K’Naan: It’s a little worse now than it was when I left. The grenade that I’m talking about is a well-documented story. This is actually what happened. I never really put on the records some shit that didn’t happen. I wouldn’t do that. But I never really even did say the things that did happen before. ‘Cause I’m just kind of not the kind of guy that’s interested in all of that. But, I feel like having visited Mogadishu, having seen the way these kids want me to rep, having seen the hunger and the space that’s needed for me to occupy, I really can’t ignore that responsibility. Sometimes I just gotta let ‘em know.
DX: You mentioned the hunger, and you also mentioned that the violent conditions haven’t really changed much.
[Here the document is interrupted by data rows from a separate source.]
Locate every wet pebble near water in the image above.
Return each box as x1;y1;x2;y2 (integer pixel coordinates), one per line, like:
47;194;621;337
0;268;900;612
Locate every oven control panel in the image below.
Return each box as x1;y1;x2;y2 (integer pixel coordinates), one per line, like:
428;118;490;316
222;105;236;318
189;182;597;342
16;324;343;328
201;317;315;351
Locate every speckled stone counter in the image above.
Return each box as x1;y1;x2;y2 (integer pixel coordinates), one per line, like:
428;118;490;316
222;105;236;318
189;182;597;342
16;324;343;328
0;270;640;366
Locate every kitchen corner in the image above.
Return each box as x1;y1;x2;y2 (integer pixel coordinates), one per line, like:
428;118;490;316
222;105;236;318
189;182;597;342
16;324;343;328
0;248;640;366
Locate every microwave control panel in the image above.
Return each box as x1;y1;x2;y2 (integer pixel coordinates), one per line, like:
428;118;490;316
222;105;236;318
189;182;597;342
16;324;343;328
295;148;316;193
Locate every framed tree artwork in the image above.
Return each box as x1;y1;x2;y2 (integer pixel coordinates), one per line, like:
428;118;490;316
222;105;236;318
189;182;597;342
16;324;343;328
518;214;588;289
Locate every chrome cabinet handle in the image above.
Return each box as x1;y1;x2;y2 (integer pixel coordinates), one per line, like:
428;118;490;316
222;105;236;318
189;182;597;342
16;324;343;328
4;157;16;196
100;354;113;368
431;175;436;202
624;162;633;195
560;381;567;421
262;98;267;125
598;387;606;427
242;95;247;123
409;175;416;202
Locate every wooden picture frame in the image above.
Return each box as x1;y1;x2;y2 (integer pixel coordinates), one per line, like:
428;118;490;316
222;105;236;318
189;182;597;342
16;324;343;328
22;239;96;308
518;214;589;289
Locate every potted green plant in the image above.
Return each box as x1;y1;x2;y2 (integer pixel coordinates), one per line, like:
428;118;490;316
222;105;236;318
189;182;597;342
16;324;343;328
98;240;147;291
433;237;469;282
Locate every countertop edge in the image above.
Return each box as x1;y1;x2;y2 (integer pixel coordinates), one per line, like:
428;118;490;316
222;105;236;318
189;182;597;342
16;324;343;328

But have the famine conditions improved at all since you visited? ‘Cause some in the media are portraying that situation like it’s over.
K’Naan: It’s not over. There have been some improvements, and obviously natural improvements are taking place as well. But I mean, listen, famine is something that is man-made, and we know that. And we’ve been watching it unfold and we’ve been doing what we can to work against it, but the best thing that we can do now is to make sure that this never happens again. Droughts can happen anywhere, that’s something from God. But famine, that’s something that we’re responsible for as human beings. And so, I think partly as Somali’s, we’ve gotta take responsibility and shoulder much of that responsibility and say “Listen, we’re doing it to ourselves. We’re putting ourselves in that undignified position, and we’ve gotta make sure that never happens to us again.”
DX: I wanna wrap up by just noting that I really appreciate you offering all this clarification about what’s going on in Somalia: with the pirates, the famine. A lot of folks claim they “represent” for their hood, “put on” for their city or whatever, but I don’t think I’ve ever witnessed a Hip Hop artist do more to draw attention to the plight of his home than you.
K’Naan: I really appreciate that, man. That means a lot. And I appreciate the support y’all have been giving my work. But, I’m just beginning now. I’m about to unleash on ‘em.